The actual wording of the relevant paragraph for the section 21 notice (para 12(2), 11 is the section 8 notice for Wales as there is no prescribed form for section 21 in Wales) says:
(2)The Schedule to the Assured Tenancies and Agricultural Occupancies (Forms) (England)
Regulations 2015 is to be read, in relation to notices given under section 21(1) or (4) of the Housing Act
1988 during the relevant period, as if in Form 6A (notice seeking possession of a property let on an
assured shorthold tenancy)—
(a)in the section headed “What to do if this notice is served on you”, in the second paragraph—
(i)for “two months’” there were substituted “three months’”, and
(ii)the words “if you pay rent quarterly, you must be given at least three months’ notice, or,” were omitted, and
(b)in paragraph 3, for “two months’” there were substituted “three months’”.

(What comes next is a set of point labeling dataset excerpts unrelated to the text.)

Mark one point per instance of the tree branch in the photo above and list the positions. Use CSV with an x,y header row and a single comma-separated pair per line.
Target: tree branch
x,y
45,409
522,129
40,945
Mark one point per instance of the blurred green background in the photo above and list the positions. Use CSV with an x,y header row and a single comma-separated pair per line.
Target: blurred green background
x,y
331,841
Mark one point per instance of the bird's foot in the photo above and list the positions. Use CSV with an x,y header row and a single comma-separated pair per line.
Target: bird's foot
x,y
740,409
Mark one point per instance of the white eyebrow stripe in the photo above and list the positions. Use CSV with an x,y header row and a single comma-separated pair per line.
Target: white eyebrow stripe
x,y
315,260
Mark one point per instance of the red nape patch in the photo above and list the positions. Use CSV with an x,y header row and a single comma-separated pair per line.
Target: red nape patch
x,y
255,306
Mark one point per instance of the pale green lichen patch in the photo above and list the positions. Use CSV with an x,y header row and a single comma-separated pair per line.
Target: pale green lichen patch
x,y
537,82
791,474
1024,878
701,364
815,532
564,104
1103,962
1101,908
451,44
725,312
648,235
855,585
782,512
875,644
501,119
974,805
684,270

(Apologies for the formatting, copied and pasted). Note the 3 phrases in red text. 1)"is to be read" It does not say the regulations are changed, it says you read it in a certain way. 2) "As if in Form 6A" again is does not say it is change and indeed if it was changed you would not need to read it "as if" as it would be actually changed. 3) Remember we are "read this ", "as if" the 2 months were substituted for three months. Again not changing it but telling you how to read it. The reason is obvious and simple. this change is for 6 months till 30 September 2020. If they changed the prescribed form they would have to change it back again. This way they don't have to make any changes (now or later) and it is just read in a special way.
Today the Government have made two relevant announcements.
Firstly, they have confirmed that the business rate relief announced for restaurants etc will apply to estate and letting agents for 2021. This is very welcome news.
The full article can be found at https://www.gov.uk/government/news/covid-19-estate-agents-lettings-agencies-and-bingo-halls-to-pay-no-business-rates-this-coming-financial-year.
Secondly, the Government have effectively confirmed the advice we have been giving on moving house. It should be avoided if possible and if it does need to take place it should be undertaken with the "social distancing" rules. This will require a little creativity but it is not beyond the wit of man to come up with ideas.